There’s been too much disagreement and defiance about this subject. There’s a fair amount of people that don’t believe in masks and believe they do more harm than good. The election hysteria is to blame, but way too many people believed COVID-19 would disappear after election night.
That’s how widespread the views of a pandemic have been.
I wholeheartedly understand the strains this has put on all of us, financial and otherwise, but behavior and awareness is well within our control. You would think, having already experienced a state shutdown, that we’d all be more considerate of those two items.
However, it took one night after Gov. Walz’ announcement to confirm my doubts.
In the last volleyball match I covered this season, I sat in stands at a social distance to take photos.
About 10 feet to my right were a group of parents sitting together. One particular overzealous parent caught my attention. He was the type of parent that you don't want to be: the one that screams at the referees and stomps his feet like when a call doesn’t go his team’s way.
After one child-like outburst, he took venom out of the opposing team’s fan section. As the opponents were set to take a two-set advantage, the fans began chanting “start the busses.” The grown man had a clunky, albeit fair response back: “At least we’re wearing masks.”
He was right in his criticism as some fans in that section didn’t bother with a mask. He had me in his corner until I looked at him. He had his mask on, but it wasn’t covering his nose, rendering it virtually useless. Also, many of the parents in that group weren’t wearing masks, either.

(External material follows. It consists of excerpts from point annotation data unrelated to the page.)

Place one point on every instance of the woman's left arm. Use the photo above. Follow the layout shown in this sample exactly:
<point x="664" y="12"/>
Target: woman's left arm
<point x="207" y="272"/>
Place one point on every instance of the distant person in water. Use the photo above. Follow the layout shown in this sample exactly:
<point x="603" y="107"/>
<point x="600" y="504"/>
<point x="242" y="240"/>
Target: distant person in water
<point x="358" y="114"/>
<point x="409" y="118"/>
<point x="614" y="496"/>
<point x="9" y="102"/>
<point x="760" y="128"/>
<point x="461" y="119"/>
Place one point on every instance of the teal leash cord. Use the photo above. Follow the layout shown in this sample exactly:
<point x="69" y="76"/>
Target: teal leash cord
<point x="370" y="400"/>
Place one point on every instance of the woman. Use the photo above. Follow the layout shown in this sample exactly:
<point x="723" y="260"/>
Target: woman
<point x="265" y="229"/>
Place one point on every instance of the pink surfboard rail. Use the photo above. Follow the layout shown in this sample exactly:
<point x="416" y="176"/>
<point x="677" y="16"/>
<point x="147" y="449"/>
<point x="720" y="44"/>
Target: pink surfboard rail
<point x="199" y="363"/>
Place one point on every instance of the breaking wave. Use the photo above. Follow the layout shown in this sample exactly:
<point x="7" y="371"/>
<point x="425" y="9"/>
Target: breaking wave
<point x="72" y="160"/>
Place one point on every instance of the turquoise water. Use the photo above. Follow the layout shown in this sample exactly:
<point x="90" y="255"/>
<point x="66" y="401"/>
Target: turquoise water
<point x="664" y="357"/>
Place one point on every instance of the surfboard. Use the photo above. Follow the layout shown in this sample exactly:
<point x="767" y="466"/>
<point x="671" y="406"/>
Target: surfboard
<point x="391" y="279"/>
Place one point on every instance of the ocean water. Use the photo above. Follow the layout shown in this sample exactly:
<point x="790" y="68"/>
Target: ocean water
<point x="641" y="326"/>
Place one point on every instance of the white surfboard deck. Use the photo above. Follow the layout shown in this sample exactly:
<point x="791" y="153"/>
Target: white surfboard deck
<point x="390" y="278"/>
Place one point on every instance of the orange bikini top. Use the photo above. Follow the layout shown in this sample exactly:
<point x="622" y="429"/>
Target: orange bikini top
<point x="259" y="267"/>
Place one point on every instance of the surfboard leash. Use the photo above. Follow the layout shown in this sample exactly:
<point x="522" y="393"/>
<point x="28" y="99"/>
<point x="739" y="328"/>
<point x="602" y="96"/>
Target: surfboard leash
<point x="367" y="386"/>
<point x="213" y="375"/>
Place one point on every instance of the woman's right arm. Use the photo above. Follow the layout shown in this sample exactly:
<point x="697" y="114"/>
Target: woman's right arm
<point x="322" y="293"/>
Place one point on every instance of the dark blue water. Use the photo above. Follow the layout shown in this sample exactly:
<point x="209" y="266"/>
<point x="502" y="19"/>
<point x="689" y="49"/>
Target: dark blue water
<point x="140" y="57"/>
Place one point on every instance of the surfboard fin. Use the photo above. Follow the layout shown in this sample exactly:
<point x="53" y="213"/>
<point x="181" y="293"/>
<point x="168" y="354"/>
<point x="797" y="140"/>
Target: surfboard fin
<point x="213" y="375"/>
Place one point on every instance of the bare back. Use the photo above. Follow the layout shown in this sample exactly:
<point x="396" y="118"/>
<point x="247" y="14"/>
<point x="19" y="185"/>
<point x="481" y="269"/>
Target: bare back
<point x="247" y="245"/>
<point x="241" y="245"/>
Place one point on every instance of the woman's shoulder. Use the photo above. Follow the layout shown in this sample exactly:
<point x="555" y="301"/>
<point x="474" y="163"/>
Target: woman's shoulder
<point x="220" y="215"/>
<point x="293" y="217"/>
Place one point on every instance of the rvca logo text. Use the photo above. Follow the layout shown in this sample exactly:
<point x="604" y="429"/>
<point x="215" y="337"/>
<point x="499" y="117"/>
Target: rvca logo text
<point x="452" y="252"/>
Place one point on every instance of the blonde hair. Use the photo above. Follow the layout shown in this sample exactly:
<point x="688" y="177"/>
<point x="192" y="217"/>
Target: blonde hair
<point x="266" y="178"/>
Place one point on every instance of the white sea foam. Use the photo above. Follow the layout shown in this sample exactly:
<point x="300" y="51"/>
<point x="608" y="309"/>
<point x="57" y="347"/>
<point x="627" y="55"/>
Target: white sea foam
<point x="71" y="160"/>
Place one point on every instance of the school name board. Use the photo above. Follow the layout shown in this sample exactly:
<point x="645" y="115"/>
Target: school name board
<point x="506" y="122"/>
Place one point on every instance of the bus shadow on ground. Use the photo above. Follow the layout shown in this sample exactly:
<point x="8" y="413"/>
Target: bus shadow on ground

People stink and we have to do better.
Yet, coming from a vintage point of covering activities over the past three months, I still have faith for this winter.
That one incident at that volleyball match does not represent the lengths most students, coaches, organizers and fans took to make the fall sports season possible.
I was impressed whenever I saw athletic directors walk through the stands to make sure fans were wearing their masks. I was further impressed by stories of athletes taking the lead in making sure fellow teammates were following protocols. From coaches barking out instructions through a mask to athletes sitting on the bench six feet apart, efforts were made to ensure that the games went on.
And the games were still canceled.
In the spring, I often was asked what it was like to be a sports writer during a pandemic. I replied with the same answer over and over again: it’s hard to be a sports writer when there’s no sports. I admit on the front end that my hope for a winter season is in part that it makes my life and my job so much easier.
It was a joy to cover games again. It was a pleasure to talk to athletes and coaches about what they were doing on their field of play. That’s much better than hearing their responses, sometimes through tears, of what it was like to be sidelined. That was something I appreciated, something I was thankful for.
Safety should always be the priority, no matter what. With that, I hope that the winter isn’t a repeat of the spring. I just hope we all do our part to make the games a reality again.